Thursday, July 08, 2010

CHARGING ORDERS AS EXCLUSIVE REMEDIES IN LLC’S – PART ONE

A recent Florida Supreme Court case addressing whether a charging order is an exclusive remedy for a creditor of a member of an LLC as to the LLC interest is creating a stir. This posting addresses the case. A future posting will address the question of whether the exclusive remedy of charging orders issue should be garnering so much attention.

First, some background. Assume that Owner O is a member of an LLC, and owes $1 million to judgment Creditor C. O has no assets other than his LLC interest. The LLC owns substantial assets, so that O’s share of the LLC exceeds $1 million in the underlying assets.

C can obtain a “charging order” against O. This requires that if and when the LLC makes distributions to its members, the amount due to O has to be paid to C instead to the extent of its $1 million judgment. C does not become a member of the LLC and obtains no voting or other rights as to the LLC. O remains the member. Once C is fully paid, O can then begin again to receive member distributions from the LLC.  Thus, a charging order does not provide a lot of leverage to C – it cannot force a distribution so it has to wait around until the members decide to vote a distribution. This could involve a very long wait for C.

In most states, in the absence of a specific statutory provision that a charging order is an exclusive remedy for a creditor, a creditor could alternatively judicially foreclose on a debtor’s interest. This would require the sale of O’s member interest either to third parties or to C. If this happens, then C loses his member interest permanently. 

If C can only obtain a charging order as his sole remedy, this is generally perceived to be favorable to debtors like O.

The purpose of the charging order remedy is to protect the other members of the LLC. This avoids innocent co-members from having their entity hijacked or interfered with by a third party creditor of a debtor member that succeed to the ownership interest of a debtor member. Instead, the creditor has to stand by on the outside of the entity awaiting distributions and cannot interfere with LLC operations.

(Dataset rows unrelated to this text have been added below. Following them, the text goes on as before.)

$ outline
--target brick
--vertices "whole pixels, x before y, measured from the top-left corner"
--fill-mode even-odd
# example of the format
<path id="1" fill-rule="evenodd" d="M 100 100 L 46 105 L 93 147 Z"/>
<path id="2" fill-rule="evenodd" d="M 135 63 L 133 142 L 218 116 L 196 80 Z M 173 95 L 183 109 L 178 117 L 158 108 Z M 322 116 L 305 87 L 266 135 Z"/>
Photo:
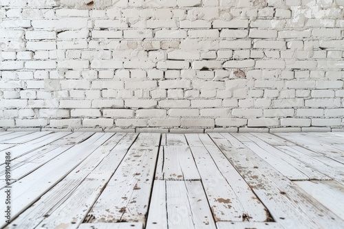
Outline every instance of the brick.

So what happens if the LLC is only owned by one person? Since there are no other members of the LLC to protect, the question arises whether a creditor should be limited to charging order remedies only. This was the question raised in the recent Florida case.

The Florida Supreme Court held that even though Florida law provides for a charging order as a remedy as to LLC interests, a charging order is not the exclusive remedy for a creditor. When one considers that the purpose of the charging order remedy is to protect other members, it is not surprising that a creditor was not limited to a charging order as its sole remedy in the single member LLC situation.

However, the way that the Court went about this is questionable. Instead of simply addressing the situation of a single member LLC, the Court ruled with a broad stroke, seemingly interpreting that the Florida Statutes do not support a reading that charging orders are an exclusive remedy for LLC interests. The problem is that the case may stand for the proposition that charging orders are not an exclusive remedy, even in the case of multiple member LLC’s.

In the end, this may not be that big a deal, at least in Florida. There is a strong likelihood that a legislative fix will be enacted to clarify that charging orders are an exclusive remedy, at least for multiple member LLC’s (as many commentators thought was already presently the case).

As noted, in a future posting, I’ll address the question whether having charging orders being an exclusive remedy is really that big a deal – as you may be speculating, I don’t think it is.

Shaun Olmstead, et. al., vs. The Federal Trade Commission,  Supreme Court of Florida. Case No. SC08-1009 (June 24, 2010).